By Savannah Smith  |  12-14-2016   News
Photo credit: The Goldwater

President-elect Donald Trump ran and campaigned on a strong platform for keeping and creating jobs for Americans. While still waiting for his inauguration, the Republican has been busy negotiating with big companies to keep jobs in the U.S. for Americans like what he accomplished with Carrier. Perhaps in response to the top presidential agenda of the incoming president, the CEO of a large software company announces plans to give 25,000 jobs to Americans, a day before meeting Trump in Manhattan.

IBM's CEO Ginni Rometty shares the news in an editorial on Tuesday, saying the first 6,000 people from the planned 25,000 jobs will be hired in 2017, Trump's first year in office. Rometty also said that IBM is also working to invest $1billion in training and development of its U.S. employees in the next four years, or during Trump's first term as President.

Rometty also introduces the emerging worker classification she calls " new collar" which she describes as " not about white versus blue collar jobs, but jobs that employers in many industries demand, but which remain largely unfulfilled". Rometty shares that such is the result of disruptive changes in technology, markets and society which leaders in various industries including business, the government and civil society both in the U.S. and the world need to contend with. Such changes have a major impact on economies and employment.

Rometty also shares that many of these new collar jobs may not even require the conventional college degree. What is important for certain jobs are relevant skills by the workers that may be obtained through vocational training. The CEO reveals that in IBM's offices and operations spread across the U.S., one third of their employees do not possess a four-year college degree.
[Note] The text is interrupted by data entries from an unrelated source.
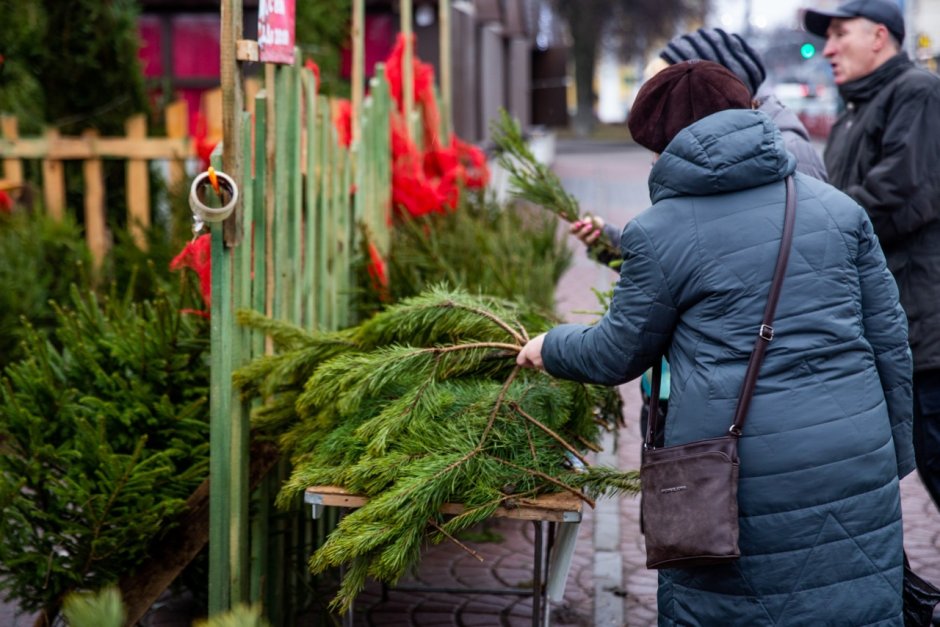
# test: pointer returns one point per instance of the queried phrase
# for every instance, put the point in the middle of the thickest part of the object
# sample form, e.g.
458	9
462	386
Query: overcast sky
729	14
The new strategy of IBM is focused on creating new, permanent jobs, although it would be recalled that earlier this year IBM laid off nearly 14,000 workers. It is not yet clear if their new plans now have something to do - or in response perhaps also- with Trump's vow to prioritize jobs for Americans and keep the U.S. economy healthy.

It is also not yet clear how IBM plans to respond to Trump's call for companies to stop outsourcing U.S. jobs. The technology industry leads in the practice of hiring foreign workers through H-1B visasa. President-elect Trump is set to meet today with tech industry leaders and movers in a technology summit set in New York.